As expected, one of the first orders of business from the U.S. Department of Labor under the Biden administration was to scrap the 2020 “PRO Good Guidance Rule,” which imposed heightened burdens on the agency in connection with issuing guidance.
The rule, issued last August in response to Trump’s Executive Order 13891—which directed federal agencies to curtail and streamline guidance practices—required the DOL to post to an online searchable database any guidance documents on which the agency expected the public to rely. It also required that any future guidance considered “significant” go through a public notice-and-comment process similar to that required for more formal rulemaking. The DOL noted at the time that it had rescinded approximately 3,200 guidance documents in creating the database.
Hours after being sworn in, President Biden revoked EO 13891, among other Trump-era Executive Orders, and on January 22, the DOL withdrew the Pro Good Guidance Rule.

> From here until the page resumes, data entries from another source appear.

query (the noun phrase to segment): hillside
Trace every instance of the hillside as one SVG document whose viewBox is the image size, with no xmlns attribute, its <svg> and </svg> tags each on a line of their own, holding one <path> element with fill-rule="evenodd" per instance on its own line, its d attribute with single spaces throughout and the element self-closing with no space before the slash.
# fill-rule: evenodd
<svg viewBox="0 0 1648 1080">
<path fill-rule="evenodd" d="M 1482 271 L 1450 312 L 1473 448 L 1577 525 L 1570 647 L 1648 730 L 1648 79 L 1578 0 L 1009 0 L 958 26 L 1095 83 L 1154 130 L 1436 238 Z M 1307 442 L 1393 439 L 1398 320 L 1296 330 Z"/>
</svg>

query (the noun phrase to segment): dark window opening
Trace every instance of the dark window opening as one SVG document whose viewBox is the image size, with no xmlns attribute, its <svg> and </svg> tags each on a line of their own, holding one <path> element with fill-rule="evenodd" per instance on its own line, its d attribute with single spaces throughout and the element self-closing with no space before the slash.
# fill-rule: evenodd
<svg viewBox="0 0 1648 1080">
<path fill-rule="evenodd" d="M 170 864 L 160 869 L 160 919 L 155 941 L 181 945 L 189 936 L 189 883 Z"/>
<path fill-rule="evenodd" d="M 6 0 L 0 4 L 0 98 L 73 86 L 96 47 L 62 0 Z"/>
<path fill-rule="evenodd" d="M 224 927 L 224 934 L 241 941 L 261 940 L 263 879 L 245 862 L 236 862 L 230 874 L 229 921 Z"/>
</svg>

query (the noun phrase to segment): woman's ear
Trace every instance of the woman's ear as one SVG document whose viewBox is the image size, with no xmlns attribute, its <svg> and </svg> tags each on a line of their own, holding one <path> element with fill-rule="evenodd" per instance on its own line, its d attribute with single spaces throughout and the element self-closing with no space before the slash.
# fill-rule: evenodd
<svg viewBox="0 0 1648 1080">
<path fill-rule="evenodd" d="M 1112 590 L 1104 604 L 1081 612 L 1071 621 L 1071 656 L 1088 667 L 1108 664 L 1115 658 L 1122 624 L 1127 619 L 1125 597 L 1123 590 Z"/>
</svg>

Citing the Biden administration’s policy “to use robust regulatory action to address national priorities,” the DOL noted that the rule “deprives the [DOL] and subordinate agencies of necessary flexibility in determining when and how best to issue public guidance … and unduly restricts the [agency].”
Businesses that enjoyed the DOL’s relatively laissez-faire approach to regulation and enforcement over the last four years should keep a close watch on what the agency does in the coming months to implement President Biden’s “Empower Workers” platform.